According to Jon Rowe's post on American Creation website he is. But what does Rush have to say about it? Considering the plentiful writings from the Doctors pen, which are filled with theological musings, you would think Rush would show his hand throughout, and those particular quotes would be posted for everyone to see, with Rush explaining his views on the basics of Calvinism: Total Depravity, Unconditional Election, Limited Atonement, Irresistible Grace and Perseverance of the Saints. Or maybe those writings don't exist. Be that as it may, none of these essential truths of the Bible are given as evidence. In light of this understanding, Rowe writes "Rush was influenced by the lens of God's benevolence when he rejected Calvin's God and in turn to Rush's conversion to Arminianism terminated."


The question is, what is Arminianism and how does it differ from Calvinism? Without getting into the theology of Jonathan Edwards, which Rowe refers to in his piece, there is no connection presented between the two. The only clue the article gives about Rush's Arminianism is the biblical concept of freewill; something the bible explicitly denies man has; either in soteriology or in anything else because man is born in sin (Psalm 51), and sin is involved in every decision man makes, including the good works he thinks he does, since his motives are always toward darkness (John 3). Even our love is tainted.


On the contrary, it appears Rush was a pseudo calvinist his entire adult life. His belief in the salvation of all people is bizarre, considering Christ's very words that hell is eternal, "The worm never dies" in Mark 9:44.


In A Sense of Deity (Chicago, 1991), 84, 88, John M. Kloos Jr. emphatically claims Rush was a Calvinist.
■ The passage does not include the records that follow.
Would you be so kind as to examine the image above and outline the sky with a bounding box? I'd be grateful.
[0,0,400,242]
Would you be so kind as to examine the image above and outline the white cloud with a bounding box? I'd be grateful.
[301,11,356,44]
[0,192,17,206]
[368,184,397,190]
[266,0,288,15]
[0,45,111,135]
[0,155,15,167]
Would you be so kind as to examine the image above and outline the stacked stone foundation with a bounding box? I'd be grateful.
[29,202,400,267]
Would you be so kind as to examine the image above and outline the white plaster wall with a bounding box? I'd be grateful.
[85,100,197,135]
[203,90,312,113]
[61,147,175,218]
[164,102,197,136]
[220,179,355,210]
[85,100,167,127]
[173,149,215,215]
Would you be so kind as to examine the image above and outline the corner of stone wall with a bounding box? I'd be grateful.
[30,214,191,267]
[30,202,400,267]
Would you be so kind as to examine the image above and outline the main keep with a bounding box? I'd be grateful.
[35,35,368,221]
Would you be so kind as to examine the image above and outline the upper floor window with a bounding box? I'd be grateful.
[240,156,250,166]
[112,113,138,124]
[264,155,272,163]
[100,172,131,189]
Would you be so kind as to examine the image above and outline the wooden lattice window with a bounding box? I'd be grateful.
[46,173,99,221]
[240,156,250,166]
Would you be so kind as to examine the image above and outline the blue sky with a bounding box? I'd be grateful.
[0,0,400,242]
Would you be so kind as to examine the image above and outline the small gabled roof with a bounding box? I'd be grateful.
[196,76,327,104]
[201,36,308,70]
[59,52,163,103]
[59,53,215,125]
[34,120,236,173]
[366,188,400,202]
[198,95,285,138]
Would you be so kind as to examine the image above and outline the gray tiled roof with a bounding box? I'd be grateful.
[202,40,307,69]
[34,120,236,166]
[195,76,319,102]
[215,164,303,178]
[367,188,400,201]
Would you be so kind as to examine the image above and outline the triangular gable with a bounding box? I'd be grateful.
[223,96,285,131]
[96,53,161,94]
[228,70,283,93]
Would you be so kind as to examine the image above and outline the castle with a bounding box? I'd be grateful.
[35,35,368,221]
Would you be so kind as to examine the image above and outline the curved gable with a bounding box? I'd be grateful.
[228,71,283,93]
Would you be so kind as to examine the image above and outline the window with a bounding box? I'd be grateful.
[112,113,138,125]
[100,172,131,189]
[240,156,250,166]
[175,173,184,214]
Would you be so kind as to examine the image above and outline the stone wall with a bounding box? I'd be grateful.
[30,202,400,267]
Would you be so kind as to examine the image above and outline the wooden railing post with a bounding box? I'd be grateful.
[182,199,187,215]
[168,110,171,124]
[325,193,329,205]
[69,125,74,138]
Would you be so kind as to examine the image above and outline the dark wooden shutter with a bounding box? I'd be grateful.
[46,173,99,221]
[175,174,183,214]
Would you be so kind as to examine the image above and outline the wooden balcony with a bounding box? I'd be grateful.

He writes that while Jonathan Edwards "professed natural ability, but moral inability," Rush "posited a natural and collective inability." Kloos Jr. goes on to explain Rush's goal to bring Christian morality to the republic, with the highest form of ethics.


Not to mention, Henry F. May's seminal work The Enlightenment in America, written in 1976, opened the eyes of scholars to just how prevalent Calvinism was in the forming of the United States. So much so that Calvinists thought Thomas Paine was a Christian. Yet, May believed Rush's Calvinism so influential, he wrote Rush "disliked even more than Hume's teaching, the compromising, watered-down Calvinism of most of the Common Sense philosophers...a believer in Original Sin and Divine Grace" and that he only modified his Calvinism "in one respect only" becoming a universalist.


May writes, "Rush could sound as determinist as Edwards." Rush believed the "Being that created our world never takes his hand, nor his eye, for a single moment, from any part of it." (D. J. d'Elia, Pennsylvania Magazine, XXXIII, 1966, 187-203).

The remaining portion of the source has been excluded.